Re: PROV-ISSUE-46 (where-is-D-in-provenance): Where do I find document D in provenance [Accessing and Querying Provenance]

Paul Groth wrote:
> Hi Graham,
> 
> I think you identified the crux of the matter in this paragraph:
> 
>> The specific point raised about "where do I find a BOB assertion" is, 
>> I think, a
>> matter for the model.  If one has located and obtained the provenance 
>> associated
>> with a web resource, it's not the job of the access mechanism to 
>> figure out what
>> it actually describes.  Personally, I think the whole sideshow about 
>> BOBs and
>> suchlike is just a big unnecessary distraction, but the point about 
>> being clear
>> about what is described by provenance remains important.
> 
> As far as I understand, you mean the PAQ just tells you where to find 
> some provenance information associated with a particular URL, correct? 
> where the association is rather loose. Then you have to use the model to 
> tease apart what the provenance information "actually" is about.

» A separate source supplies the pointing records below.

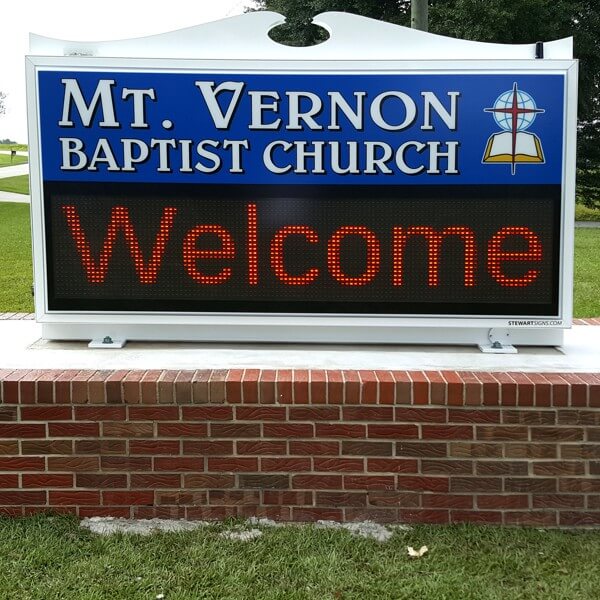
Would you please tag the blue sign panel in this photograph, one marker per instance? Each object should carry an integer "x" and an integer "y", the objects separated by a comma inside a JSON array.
[{"x": 301, "y": 129}]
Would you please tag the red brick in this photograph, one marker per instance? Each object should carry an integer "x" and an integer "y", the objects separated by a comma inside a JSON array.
[
  {"x": 414, "y": 515},
  {"x": 208, "y": 481},
  {"x": 476, "y": 484},
  {"x": 233, "y": 464},
  {"x": 422, "y": 484},
  {"x": 126, "y": 463},
  {"x": 233, "y": 386},
  {"x": 179, "y": 463},
  {"x": 475, "y": 516},
  {"x": 21, "y": 497},
  {"x": 386, "y": 387},
  {"x": 314, "y": 448},
  {"x": 266, "y": 387},
  {"x": 391, "y": 465},
  {"x": 235, "y": 430},
  {"x": 44, "y": 480},
  {"x": 72, "y": 463},
  {"x": 335, "y": 387},
  {"x": 100, "y": 413},
  {"x": 341, "y": 499},
  {"x": 22, "y": 430},
  {"x": 303, "y": 514},
  {"x": 263, "y": 481},
  {"x": 379, "y": 431},
  {"x": 455, "y": 391},
  {"x": 289, "y": 430},
  {"x": 447, "y": 467},
  {"x": 153, "y": 413},
  {"x": 71, "y": 497},
  {"x": 457, "y": 415},
  {"x": 46, "y": 447},
  {"x": 420, "y": 387},
  {"x": 129, "y": 429},
  {"x": 512, "y": 501},
  {"x": 79, "y": 429},
  {"x": 128, "y": 497},
  {"x": 317, "y": 482},
  {"x": 301, "y": 386},
  {"x": 208, "y": 447},
  {"x": 250, "y": 386},
  {"x": 155, "y": 480},
  {"x": 260, "y": 413},
  {"x": 296, "y": 464},
  {"x": 314, "y": 413},
  {"x": 182, "y": 429},
  {"x": 100, "y": 480},
  {"x": 260, "y": 447},
  {"x": 362, "y": 448},
  {"x": 399, "y": 499},
  {"x": 99, "y": 446},
  {"x": 207, "y": 413},
  {"x": 46, "y": 413},
  {"x": 351, "y": 387},
  {"x": 154, "y": 447},
  {"x": 200, "y": 393},
  {"x": 446, "y": 432},
  {"x": 287, "y": 497},
  {"x": 579, "y": 518},
  {"x": 502, "y": 433},
  {"x": 529, "y": 485},
  {"x": 422, "y": 449},
  {"x": 530, "y": 518},
  {"x": 21, "y": 463},
  {"x": 557, "y": 501},
  {"x": 549, "y": 468},
  {"x": 216, "y": 385},
  {"x": 339, "y": 464},
  {"x": 183, "y": 387},
  {"x": 234, "y": 497},
  {"x": 369, "y": 482},
  {"x": 318, "y": 387},
  {"x": 558, "y": 434},
  {"x": 447, "y": 501}
]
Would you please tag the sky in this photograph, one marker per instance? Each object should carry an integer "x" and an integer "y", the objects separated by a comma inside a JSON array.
[{"x": 79, "y": 20}]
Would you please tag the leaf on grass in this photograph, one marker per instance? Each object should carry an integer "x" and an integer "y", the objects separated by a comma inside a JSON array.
[{"x": 416, "y": 553}]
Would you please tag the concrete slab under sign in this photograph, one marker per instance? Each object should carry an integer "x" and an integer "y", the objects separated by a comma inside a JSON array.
[{"x": 22, "y": 348}]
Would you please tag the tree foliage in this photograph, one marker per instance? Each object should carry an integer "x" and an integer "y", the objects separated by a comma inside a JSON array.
[{"x": 500, "y": 21}]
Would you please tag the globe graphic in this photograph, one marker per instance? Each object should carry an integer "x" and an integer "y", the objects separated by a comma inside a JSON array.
[{"x": 505, "y": 100}]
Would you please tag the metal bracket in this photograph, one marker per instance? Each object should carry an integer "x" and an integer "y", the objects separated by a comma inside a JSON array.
[
  {"x": 499, "y": 339},
  {"x": 107, "y": 342}
]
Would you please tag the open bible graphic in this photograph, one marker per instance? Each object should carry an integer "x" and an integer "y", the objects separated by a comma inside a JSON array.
[{"x": 514, "y": 111}]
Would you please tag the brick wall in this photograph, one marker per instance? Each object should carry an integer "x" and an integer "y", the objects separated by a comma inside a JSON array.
[{"x": 435, "y": 447}]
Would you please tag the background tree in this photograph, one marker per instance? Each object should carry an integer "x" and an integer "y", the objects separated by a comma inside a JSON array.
[{"x": 500, "y": 21}]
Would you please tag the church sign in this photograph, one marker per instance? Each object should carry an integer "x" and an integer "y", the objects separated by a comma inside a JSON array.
[{"x": 303, "y": 200}]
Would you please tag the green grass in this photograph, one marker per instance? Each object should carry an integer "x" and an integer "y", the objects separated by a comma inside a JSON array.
[
  {"x": 17, "y": 147},
  {"x": 15, "y": 263},
  {"x": 587, "y": 273},
  {"x": 17, "y": 185},
  {"x": 583, "y": 213},
  {"x": 16, "y": 277},
  {"x": 5, "y": 160},
  {"x": 54, "y": 559}
]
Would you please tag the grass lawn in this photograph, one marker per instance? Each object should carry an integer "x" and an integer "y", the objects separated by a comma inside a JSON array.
[
  {"x": 55, "y": 559},
  {"x": 16, "y": 274},
  {"x": 5, "y": 160},
  {"x": 16, "y": 277},
  {"x": 17, "y": 185}
]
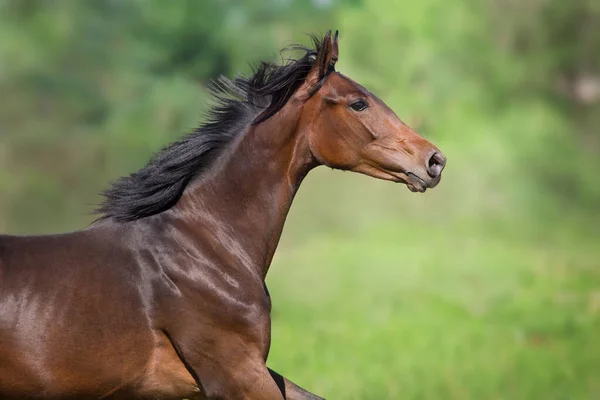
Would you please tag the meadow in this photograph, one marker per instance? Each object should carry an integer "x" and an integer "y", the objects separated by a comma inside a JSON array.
[{"x": 486, "y": 287}]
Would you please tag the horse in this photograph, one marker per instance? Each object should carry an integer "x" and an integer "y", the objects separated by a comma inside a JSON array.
[{"x": 164, "y": 295}]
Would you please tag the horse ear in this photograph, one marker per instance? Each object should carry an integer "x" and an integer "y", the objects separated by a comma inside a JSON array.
[{"x": 323, "y": 63}]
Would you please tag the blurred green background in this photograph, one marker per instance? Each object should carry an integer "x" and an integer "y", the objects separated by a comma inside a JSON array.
[{"x": 487, "y": 287}]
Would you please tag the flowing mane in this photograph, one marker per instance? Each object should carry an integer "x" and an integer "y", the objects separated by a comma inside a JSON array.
[{"x": 239, "y": 103}]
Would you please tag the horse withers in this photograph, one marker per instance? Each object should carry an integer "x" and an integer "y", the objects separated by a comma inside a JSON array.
[{"x": 164, "y": 296}]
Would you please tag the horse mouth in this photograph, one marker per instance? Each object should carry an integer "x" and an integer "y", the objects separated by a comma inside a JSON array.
[{"x": 417, "y": 184}]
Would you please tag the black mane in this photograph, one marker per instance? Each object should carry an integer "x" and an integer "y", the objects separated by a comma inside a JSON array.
[{"x": 239, "y": 102}]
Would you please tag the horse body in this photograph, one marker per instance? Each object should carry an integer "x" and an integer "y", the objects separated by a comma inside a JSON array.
[
  {"x": 164, "y": 296},
  {"x": 57, "y": 316}
]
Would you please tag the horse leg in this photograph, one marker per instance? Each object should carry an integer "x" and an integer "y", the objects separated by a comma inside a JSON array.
[{"x": 290, "y": 390}]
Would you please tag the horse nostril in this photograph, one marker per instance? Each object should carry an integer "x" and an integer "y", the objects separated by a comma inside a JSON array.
[{"x": 436, "y": 164}]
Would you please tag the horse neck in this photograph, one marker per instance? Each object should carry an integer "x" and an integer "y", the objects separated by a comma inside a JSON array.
[{"x": 243, "y": 200}]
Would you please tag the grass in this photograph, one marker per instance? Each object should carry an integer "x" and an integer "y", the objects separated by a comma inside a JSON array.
[{"x": 401, "y": 309}]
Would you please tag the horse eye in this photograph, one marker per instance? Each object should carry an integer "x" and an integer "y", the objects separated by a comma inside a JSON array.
[{"x": 359, "y": 105}]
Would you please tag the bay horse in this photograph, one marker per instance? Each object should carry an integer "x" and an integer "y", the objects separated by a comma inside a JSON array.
[{"x": 164, "y": 296}]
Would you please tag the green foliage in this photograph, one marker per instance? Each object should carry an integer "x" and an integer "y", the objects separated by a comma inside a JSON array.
[{"x": 484, "y": 288}]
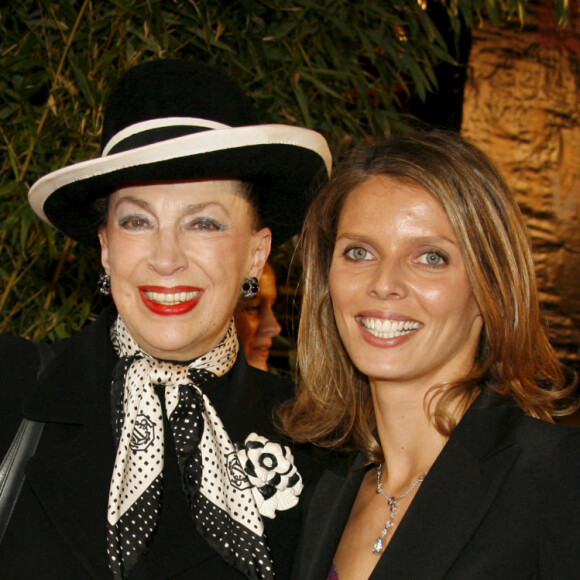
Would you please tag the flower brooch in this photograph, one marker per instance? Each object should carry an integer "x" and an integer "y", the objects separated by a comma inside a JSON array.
[{"x": 269, "y": 466}]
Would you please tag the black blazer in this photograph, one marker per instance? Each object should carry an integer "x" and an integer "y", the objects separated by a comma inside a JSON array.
[
  {"x": 58, "y": 528},
  {"x": 501, "y": 502}
]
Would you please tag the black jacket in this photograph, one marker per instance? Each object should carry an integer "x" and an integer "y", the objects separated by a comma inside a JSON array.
[
  {"x": 501, "y": 502},
  {"x": 58, "y": 527}
]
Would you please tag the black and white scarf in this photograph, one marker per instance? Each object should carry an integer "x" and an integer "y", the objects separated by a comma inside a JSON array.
[{"x": 222, "y": 505}]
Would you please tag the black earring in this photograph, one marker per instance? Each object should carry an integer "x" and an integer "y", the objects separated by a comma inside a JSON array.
[
  {"x": 104, "y": 284},
  {"x": 250, "y": 287}
]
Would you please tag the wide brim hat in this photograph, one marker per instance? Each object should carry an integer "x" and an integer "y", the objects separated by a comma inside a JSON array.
[{"x": 173, "y": 120}]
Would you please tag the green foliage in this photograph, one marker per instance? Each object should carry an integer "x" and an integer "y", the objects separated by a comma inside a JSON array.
[{"x": 343, "y": 67}]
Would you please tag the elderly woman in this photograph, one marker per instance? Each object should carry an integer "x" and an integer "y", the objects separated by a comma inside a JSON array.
[
  {"x": 155, "y": 459},
  {"x": 421, "y": 348}
]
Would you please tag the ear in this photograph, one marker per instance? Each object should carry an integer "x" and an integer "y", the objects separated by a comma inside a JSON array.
[
  {"x": 261, "y": 244},
  {"x": 104, "y": 249}
]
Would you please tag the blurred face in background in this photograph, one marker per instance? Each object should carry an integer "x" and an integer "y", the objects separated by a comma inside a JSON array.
[{"x": 255, "y": 321}]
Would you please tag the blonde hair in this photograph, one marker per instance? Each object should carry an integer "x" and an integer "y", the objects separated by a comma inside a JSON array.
[{"x": 333, "y": 406}]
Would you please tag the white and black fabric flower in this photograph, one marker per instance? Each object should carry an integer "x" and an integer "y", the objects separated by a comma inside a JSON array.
[{"x": 269, "y": 466}]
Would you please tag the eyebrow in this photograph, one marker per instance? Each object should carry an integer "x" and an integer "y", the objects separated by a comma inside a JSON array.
[
  {"x": 426, "y": 240},
  {"x": 189, "y": 209}
]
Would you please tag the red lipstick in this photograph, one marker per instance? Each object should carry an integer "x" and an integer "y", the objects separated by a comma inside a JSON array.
[{"x": 170, "y": 301}]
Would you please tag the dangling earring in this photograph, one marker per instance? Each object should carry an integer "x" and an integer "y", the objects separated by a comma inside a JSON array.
[
  {"x": 104, "y": 284},
  {"x": 250, "y": 287}
]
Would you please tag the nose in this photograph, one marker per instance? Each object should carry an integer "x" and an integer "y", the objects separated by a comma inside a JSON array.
[
  {"x": 269, "y": 324},
  {"x": 388, "y": 281},
  {"x": 167, "y": 256}
]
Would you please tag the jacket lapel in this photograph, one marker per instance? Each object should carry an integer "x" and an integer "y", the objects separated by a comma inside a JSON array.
[
  {"x": 446, "y": 511},
  {"x": 71, "y": 471},
  {"x": 328, "y": 511},
  {"x": 456, "y": 494}
]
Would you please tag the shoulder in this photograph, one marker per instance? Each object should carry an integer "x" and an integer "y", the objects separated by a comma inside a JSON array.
[{"x": 19, "y": 363}]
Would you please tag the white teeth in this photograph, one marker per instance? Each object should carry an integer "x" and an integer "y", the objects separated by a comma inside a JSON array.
[
  {"x": 382, "y": 328},
  {"x": 171, "y": 299}
]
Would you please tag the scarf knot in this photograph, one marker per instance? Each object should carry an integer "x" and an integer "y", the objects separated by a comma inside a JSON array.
[{"x": 213, "y": 495}]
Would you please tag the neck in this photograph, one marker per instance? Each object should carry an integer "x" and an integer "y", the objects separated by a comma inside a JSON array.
[{"x": 409, "y": 440}]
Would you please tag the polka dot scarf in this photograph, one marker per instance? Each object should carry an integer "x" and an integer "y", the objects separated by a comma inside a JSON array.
[{"x": 221, "y": 502}]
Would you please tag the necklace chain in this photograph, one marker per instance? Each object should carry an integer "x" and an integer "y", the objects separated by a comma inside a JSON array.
[{"x": 393, "y": 506}]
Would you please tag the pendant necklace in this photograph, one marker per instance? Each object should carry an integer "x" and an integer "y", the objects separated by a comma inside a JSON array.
[{"x": 393, "y": 505}]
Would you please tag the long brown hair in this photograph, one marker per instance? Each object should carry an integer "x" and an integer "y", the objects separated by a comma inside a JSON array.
[{"x": 333, "y": 406}]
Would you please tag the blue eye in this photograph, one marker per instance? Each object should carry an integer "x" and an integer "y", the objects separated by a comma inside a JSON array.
[
  {"x": 133, "y": 222},
  {"x": 358, "y": 254},
  {"x": 433, "y": 258},
  {"x": 206, "y": 225}
]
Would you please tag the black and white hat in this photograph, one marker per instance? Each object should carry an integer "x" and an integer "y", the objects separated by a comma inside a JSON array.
[{"x": 171, "y": 120}]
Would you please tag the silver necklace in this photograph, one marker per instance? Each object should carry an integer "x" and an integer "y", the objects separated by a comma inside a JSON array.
[{"x": 393, "y": 505}]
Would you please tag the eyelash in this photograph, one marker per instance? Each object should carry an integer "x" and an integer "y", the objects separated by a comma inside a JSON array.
[
  {"x": 202, "y": 223},
  {"x": 130, "y": 222},
  {"x": 443, "y": 259},
  {"x": 349, "y": 253}
]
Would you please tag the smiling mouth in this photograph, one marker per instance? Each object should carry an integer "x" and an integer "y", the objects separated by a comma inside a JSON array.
[
  {"x": 171, "y": 299},
  {"x": 389, "y": 328}
]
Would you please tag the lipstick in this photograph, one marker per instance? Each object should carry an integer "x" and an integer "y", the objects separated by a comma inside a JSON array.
[{"x": 170, "y": 301}]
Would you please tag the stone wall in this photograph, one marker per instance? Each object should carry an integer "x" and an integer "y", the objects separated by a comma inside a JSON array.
[{"x": 522, "y": 106}]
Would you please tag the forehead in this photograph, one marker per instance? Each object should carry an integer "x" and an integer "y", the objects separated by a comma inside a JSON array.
[
  {"x": 381, "y": 199},
  {"x": 228, "y": 193}
]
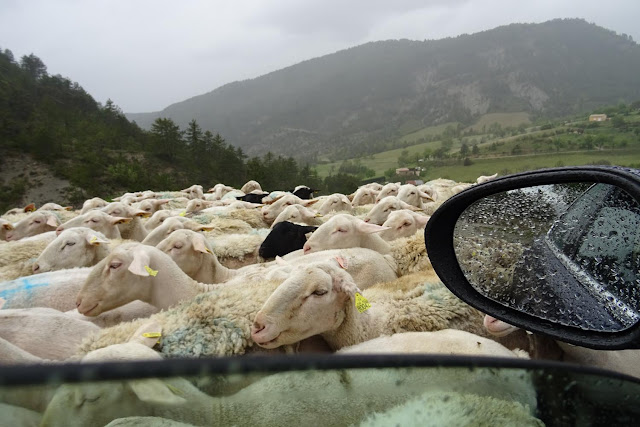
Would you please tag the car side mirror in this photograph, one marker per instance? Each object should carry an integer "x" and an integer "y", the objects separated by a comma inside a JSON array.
[{"x": 554, "y": 251}]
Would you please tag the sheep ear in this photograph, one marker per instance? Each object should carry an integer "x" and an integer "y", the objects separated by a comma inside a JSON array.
[
  {"x": 140, "y": 213},
  {"x": 281, "y": 261},
  {"x": 140, "y": 263},
  {"x": 199, "y": 244},
  {"x": 148, "y": 334},
  {"x": 153, "y": 390},
  {"x": 366, "y": 227},
  {"x": 52, "y": 220},
  {"x": 94, "y": 239},
  {"x": 422, "y": 219},
  {"x": 119, "y": 220}
]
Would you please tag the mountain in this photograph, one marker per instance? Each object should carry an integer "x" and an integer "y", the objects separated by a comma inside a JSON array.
[{"x": 350, "y": 102}]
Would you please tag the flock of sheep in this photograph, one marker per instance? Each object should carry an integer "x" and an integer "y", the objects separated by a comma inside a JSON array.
[{"x": 157, "y": 275}]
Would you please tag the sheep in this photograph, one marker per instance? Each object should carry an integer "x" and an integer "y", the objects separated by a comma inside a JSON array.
[
  {"x": 194, "y": 192},
  {"x": 253, "y": 197},
  {"x": 403, "y": 223},
  {"x": 56, "y": 289},
  {"x": 169, "y": 226},
  {"x": 284, "y": 238},
  {"x": 135, "y": 272},
  {"x": 219, "y": 322},
  {"x": 623, "y": 361},
  {"x": 347, "y": 396},
  {"x": 251, "y": 186},
  {"x": 304, "y": 192},
  {"x": 75, "y": 247},
  {"x": 444, "y": 341},
  {"x": 134, "y": 229},
  {"x": 335, "y": 202},
  {"x": 300, "y": 215},
  {"x": 4, "y": 227},
  {"x": 324, "y": 300},
  {"x": 98, "y": 221},
  {"x": 35, "y": 223},
  {"x": 390, "y": 189},
  {"x": 29, "y": 208},
  {"x": 484, "y": 178},
  {"x": 411, "y": 195},
  {"x": 54, "y": 207},
  {"x": 346, "y": 231},
  {"x": 459, "y": 408},
  {"x": 193, "y": 254},
  {"x": 95, "y": 203},
  {"x": 44, "y": 332},
  {"x": 151, "y": 206},
  {"x": 381, "y": 210},
  {"x": 271, "y": 211},
  {"x": 219, "y": 190},
  {"x": 364, "y": 196}
]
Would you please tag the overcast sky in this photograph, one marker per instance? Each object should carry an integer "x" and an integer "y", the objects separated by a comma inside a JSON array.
[{"x": 148, "y": 54}]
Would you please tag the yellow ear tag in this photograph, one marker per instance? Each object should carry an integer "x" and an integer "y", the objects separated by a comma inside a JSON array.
[
  {"x": 152, "y": 334},
  {"x": 342, "y": 262},
  {"x": 362, "y": 304},
  {"x": 151, "y": 271}
]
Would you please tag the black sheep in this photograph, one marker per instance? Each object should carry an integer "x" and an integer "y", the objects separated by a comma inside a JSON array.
[{"x": 285, "y": 237}]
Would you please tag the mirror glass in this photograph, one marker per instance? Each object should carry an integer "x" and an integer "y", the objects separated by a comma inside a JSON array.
[{"x": 568, "y": 253}]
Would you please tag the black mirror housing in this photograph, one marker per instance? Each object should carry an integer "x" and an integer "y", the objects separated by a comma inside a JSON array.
[{"x": 439, "y": 239}]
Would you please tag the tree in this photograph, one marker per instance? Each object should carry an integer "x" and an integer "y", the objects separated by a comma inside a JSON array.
[{"x": 34, "y": 66}]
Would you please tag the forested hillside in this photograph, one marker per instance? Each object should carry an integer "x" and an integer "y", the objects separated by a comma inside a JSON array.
[
  {"x": 355, "y": 101},
  {"x": 100, "y": 153}
]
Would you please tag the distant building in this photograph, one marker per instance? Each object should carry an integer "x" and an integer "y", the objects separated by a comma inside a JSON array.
[
  {"x": 597, "y": 117},
  {"x": 408, "y": 171}
]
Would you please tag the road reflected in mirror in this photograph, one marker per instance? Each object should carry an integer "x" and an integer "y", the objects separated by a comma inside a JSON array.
[{"x": 568, "y": 253}]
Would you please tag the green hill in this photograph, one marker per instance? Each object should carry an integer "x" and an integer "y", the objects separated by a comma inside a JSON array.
[{"x": 360, "y": 100}]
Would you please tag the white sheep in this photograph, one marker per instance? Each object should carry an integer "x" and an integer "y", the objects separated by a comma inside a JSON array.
[
  {"x": 411, "y": 195},
  {"x": 4, "y": 227},
  {"x": 35, "y": 223},
  {"x": 271, "y": 211},
  {"x": 335, "y": 202},
  {"x": 194, "y": 192},
  {"x": 364, "y": 196},
  {"x": 75, "y": 247},
  {"x": 324, "y": 300},
  {"x": 381, "y": 210},
  {"x": 346, "y": 231},
  {"x": 134, "y": 229},
  {"x": 390, "y": 189},
  {"x": 56, "y": 289},
  {"x": 403, "y": 223},
  {"x": 298, "y": 214},
  {"x": 623, "y": 361},
  {"x": 98, "y": 221},
  {"x": 94, "y": 203},
  {"x": 484, "y": 178},
  {"x": 44, "y": 332},
  {"x": 347, "y": 396}
]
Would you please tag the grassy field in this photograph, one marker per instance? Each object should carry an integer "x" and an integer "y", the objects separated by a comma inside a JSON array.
[
  {"x": 503, "y": 119},
  {"x": 513, "y": 164}
]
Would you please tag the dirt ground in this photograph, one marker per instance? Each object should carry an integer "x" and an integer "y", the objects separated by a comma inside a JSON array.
[{"x": 43, "y": 185}]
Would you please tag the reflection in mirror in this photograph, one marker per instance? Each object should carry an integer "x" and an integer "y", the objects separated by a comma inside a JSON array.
[{"x": 568, "y": 253}]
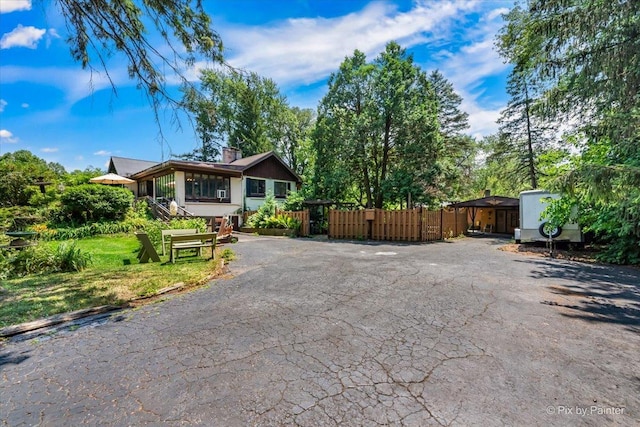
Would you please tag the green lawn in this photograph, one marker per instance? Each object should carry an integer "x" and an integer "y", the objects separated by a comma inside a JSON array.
[{"x": 114, "y": 277}]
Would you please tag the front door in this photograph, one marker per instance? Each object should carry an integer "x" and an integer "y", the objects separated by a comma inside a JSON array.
[{"x": 501, "y": 221}]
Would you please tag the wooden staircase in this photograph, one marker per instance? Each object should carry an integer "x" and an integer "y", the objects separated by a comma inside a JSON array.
[{"x": 162, "y": 212}]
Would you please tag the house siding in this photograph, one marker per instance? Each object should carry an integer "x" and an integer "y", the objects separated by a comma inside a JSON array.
[
  {"x": 271, "y": 168},
  {"x": 253, "y": 203}
]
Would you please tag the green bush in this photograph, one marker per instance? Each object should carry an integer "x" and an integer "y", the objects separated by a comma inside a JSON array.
[
  {"x": 282, "y": 222},
  {"x": 66, "y": 257},
  {"x": 92, "y": 202},
  {"x": 267, "y": 210},
  {"x": 294, "y": 202}
]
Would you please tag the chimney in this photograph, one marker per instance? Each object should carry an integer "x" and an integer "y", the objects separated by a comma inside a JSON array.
[{"x": 230, "y": 154}]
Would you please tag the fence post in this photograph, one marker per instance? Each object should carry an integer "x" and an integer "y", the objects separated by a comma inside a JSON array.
[{"x": 455, "y": 221}]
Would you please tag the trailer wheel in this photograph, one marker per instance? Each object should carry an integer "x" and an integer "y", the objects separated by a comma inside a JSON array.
[{"x": 550, "y": 232}]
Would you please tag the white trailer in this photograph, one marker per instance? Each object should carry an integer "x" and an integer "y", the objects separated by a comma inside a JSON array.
[{"x": 532, "y": 228}]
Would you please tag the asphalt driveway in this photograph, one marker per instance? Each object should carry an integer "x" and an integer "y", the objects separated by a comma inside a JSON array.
[{"x": 311, "y": 332}]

Yes.  But I should temper that by noting that this is not inevitable, but it 
does represent a design choice.  In the web context, with its focus on a RESTful 
approach to application design, I think it is the appropriate choice.

> For example, if several versions of the same document appeared at the 
> same url (i.e. the new york times homepage gets updated). Then to 
> determine that I would just say well the provenance is associated with 
> this url is over here. Then you I would look at the provenance 
> information and by knowing the model know what the current version is 
> and its provenance... or if it's really provenance about the ads on the 
> page, I would inspect the provenance information some more and be able 
> to figure that out.
> 
> Is that correct?

Broadly, that is a consistent approach, and I think it's a reasonable design 
choice.  Alternatively, if there is a "permalink" for the NYT homepage for 
today, then use that as the resource key for accessing provenance.  But, in any 
case, I think it would be a good design choice if the provenance itself 
(assuming RDF here) uses the more specific URI, and maybe also includes a 
statement to the effect that the URI used refers to a constrained form of (an 
"IVP") the resource identified by the "today" URI.

If there's no "permalink", then in the provenance RDF one might introduce a 
blank node (or constructed URI) for the date-specific homepage and add the 
additional through appropriate additional RDF.  (This is part of the power we 
gain by using RDF rather than a provenance-specific metadata format.)

If it's about the ads on the page, the same broadly applies, but would probably 
be better (IMO) if each ad already has its own URI.  In any case, we need to 
deal with real resources, so I think these design choices should be left open.

#g

Received on Thursday, 28 July 2011 11:35:46 UTC